Klimakrise wird zur Gesundheitskrise
Vorgestellt wurde die Analyse von den Co-Direktoren Joacim Rocklöv (Universität Heidelberg) und Cathryn Tonne (Barcelona Institute for Global Health) im Rahmen einer öffentlichen Veranstaltung an der Universität Heidelberg. Der Bericht macht deutlich, dass die Luftverschmutzung, extreme Hitze und die Ausbreitung von Infektionskrankheiten spürbar mit direkten Auswirkungen auf die Bevölkerung zunehmen.
Fossile Energien als Gesundheitsrisiko
Europa steht laut Bericht gleich doppelt unter Druck: wirtschaftlich und politisch – durch die Abhängigkeit von fossilen Energieträgern – und gesundheitlich durch deren Folgen. Schadstoffe in der Luft belasten die Atemwege, Hitzewellen führen zu steigenden Sterblichkeitsraten, und veränderte klimatische Bedingungen begünstigen die Ausbreitung von Krankheiten. Besonders besorgniserregend sei, dass immer mehr Menschen in Europa davon betroffen sind.

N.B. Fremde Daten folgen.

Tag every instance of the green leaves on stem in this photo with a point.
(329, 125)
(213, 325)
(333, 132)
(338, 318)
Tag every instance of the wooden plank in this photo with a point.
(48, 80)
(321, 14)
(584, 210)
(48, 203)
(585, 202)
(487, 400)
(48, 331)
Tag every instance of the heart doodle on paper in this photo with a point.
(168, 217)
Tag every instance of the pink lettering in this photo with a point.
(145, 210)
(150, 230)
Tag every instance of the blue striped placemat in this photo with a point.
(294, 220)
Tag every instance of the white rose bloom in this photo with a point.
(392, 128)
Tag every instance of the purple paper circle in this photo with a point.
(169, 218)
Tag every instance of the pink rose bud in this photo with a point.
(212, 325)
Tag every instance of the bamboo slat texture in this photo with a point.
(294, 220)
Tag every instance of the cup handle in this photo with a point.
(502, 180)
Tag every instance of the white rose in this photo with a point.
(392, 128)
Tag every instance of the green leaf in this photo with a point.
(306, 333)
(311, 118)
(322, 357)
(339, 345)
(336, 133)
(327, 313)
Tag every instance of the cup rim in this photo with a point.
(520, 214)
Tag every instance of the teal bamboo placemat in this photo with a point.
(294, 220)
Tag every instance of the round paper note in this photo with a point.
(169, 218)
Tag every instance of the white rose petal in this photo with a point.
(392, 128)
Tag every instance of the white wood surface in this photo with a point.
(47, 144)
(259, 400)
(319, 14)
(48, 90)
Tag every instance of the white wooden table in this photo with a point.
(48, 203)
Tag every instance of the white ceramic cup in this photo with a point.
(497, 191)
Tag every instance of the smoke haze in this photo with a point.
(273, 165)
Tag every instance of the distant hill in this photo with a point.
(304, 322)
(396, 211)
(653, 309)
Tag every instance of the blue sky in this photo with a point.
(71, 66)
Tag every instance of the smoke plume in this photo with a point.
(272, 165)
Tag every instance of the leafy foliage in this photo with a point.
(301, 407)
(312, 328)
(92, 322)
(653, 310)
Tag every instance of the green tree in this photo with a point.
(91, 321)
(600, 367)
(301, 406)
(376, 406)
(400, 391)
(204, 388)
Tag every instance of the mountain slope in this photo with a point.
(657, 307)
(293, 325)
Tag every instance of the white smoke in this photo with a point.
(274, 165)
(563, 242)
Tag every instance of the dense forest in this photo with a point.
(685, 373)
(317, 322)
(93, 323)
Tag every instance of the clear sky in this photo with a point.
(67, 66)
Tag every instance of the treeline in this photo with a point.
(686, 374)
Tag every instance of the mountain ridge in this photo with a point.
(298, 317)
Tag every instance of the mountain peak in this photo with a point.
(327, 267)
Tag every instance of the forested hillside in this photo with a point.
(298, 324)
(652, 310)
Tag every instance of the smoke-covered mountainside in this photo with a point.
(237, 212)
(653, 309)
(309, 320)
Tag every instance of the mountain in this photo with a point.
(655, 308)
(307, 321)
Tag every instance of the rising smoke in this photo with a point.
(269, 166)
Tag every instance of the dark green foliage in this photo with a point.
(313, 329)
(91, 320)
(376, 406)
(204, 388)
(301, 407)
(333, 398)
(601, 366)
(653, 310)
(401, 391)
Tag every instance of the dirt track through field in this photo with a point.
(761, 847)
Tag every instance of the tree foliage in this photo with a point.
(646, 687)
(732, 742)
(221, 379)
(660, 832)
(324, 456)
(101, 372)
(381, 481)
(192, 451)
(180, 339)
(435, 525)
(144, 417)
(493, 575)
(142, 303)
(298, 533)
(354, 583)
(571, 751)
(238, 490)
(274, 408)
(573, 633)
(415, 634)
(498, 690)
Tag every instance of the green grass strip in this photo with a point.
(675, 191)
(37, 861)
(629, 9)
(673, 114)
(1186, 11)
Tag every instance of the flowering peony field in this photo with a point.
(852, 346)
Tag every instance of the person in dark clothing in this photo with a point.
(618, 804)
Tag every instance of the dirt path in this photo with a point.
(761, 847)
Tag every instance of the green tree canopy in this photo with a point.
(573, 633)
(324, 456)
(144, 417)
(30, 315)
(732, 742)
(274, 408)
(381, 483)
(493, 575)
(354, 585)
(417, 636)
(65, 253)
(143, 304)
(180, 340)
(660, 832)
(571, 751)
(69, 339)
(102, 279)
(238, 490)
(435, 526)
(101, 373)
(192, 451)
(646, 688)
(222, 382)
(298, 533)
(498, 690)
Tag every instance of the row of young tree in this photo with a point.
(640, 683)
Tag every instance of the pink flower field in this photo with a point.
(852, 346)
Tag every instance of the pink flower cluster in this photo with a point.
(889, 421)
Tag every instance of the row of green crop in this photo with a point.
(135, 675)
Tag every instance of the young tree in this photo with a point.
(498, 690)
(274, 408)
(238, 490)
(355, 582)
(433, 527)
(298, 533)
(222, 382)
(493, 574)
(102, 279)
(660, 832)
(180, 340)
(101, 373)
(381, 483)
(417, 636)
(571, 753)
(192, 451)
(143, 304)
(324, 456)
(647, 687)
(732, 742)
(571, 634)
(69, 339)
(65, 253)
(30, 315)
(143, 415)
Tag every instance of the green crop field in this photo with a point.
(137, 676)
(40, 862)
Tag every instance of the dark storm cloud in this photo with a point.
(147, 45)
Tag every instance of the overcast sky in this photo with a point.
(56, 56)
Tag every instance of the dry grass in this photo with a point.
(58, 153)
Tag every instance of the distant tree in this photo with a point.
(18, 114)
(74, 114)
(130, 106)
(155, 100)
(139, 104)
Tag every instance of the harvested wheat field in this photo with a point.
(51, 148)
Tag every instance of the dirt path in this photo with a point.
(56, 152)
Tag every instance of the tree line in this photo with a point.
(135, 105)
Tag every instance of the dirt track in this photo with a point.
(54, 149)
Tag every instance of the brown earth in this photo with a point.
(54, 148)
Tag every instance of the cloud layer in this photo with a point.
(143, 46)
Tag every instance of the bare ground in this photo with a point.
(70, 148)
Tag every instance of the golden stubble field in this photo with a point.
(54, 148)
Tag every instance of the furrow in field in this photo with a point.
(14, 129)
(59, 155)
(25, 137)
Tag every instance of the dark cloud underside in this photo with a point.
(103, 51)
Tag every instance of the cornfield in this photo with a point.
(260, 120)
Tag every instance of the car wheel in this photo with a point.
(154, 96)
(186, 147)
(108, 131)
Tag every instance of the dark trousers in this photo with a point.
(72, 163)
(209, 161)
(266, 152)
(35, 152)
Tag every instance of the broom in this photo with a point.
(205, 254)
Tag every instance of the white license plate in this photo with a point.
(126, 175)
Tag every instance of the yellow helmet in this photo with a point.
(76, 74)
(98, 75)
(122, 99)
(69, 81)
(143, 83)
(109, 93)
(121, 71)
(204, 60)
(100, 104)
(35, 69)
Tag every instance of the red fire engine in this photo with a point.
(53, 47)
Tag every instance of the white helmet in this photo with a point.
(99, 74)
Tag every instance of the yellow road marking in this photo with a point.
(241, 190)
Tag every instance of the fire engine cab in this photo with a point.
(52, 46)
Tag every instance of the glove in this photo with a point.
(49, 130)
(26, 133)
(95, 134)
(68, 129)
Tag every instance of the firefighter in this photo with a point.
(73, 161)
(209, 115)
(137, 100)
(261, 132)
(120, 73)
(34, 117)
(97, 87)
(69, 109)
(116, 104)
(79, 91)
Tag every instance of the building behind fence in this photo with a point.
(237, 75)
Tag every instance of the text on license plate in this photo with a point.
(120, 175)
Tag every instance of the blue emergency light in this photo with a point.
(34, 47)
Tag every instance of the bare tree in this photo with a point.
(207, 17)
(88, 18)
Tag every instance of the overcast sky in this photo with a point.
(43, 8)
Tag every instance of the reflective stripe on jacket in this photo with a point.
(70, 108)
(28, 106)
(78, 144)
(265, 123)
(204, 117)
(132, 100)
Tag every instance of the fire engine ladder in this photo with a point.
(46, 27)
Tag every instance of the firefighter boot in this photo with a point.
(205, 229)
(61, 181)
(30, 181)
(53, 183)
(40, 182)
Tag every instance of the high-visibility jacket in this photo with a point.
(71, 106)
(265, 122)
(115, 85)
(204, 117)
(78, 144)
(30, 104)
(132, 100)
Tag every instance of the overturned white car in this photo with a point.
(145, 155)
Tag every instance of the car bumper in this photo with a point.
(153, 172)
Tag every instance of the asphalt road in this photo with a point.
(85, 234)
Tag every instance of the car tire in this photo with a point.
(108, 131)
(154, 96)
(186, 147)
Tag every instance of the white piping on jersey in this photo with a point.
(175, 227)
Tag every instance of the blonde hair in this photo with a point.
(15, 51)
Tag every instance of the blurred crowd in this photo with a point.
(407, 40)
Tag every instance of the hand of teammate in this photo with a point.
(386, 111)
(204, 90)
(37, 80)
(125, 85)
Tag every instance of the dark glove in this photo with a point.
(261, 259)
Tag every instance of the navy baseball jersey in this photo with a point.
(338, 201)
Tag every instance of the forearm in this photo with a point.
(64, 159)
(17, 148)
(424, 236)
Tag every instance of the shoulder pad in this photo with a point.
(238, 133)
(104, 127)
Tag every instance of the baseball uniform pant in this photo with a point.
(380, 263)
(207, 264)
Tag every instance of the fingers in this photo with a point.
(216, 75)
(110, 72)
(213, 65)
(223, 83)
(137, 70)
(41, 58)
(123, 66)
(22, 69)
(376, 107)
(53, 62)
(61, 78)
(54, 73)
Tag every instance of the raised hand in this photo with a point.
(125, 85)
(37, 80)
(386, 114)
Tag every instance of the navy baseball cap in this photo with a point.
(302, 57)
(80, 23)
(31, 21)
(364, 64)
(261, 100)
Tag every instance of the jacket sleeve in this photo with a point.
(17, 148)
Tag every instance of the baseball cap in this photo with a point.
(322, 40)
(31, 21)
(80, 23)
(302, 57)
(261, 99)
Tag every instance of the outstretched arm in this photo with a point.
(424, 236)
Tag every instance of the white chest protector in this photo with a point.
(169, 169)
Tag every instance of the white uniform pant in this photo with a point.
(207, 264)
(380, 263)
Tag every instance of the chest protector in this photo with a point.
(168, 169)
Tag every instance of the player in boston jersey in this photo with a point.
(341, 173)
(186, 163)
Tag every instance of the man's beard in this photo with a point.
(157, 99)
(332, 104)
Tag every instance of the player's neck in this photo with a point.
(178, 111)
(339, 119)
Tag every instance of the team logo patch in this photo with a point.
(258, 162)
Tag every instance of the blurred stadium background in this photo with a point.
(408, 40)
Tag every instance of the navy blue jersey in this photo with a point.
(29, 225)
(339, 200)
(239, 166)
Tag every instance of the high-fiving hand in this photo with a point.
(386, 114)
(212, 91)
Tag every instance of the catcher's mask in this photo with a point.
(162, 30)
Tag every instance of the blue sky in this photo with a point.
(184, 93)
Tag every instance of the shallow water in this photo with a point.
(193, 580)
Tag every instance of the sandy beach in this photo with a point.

44 Indikatoren zeigen dramatische Entwicklung
Der Bericht basiert auf der Arbeit von 65 Expert:innen aus unterschiedlichen Forschungseinrichtungen sowie Organisationen der Vereinten Nationen. In insgesamt 44 Indikatoren analysiert die Kooperation die Zusammenhänge zwischen Klima und Gesundheit in Europa – von konkreten Gesundheitsrisiken über Anpassungsmaßnahmen bis hin zu wirtschaftlichen Auswirkungen. Veröffentlicht wird die Studie in der Fachzeitschrift The Lancet Public Health, sie gilt als eine der umfassendsten Analysen zum Thema auf europäischer Ebene. Ein besonders alarmierender Befund: Klimabedingte Infektionskrankheiten breiten sich zunehmend aus. Steigende Temperaturen und veränderte Ökosysteme schaffen neue Lebensräume für Krankheitsüberträger wie Mücken oder Zecken. Institutionen wie das Robert Koch-Institut u.a. beobachten bereits eine deutliche Zunahme entsprechender Fälle.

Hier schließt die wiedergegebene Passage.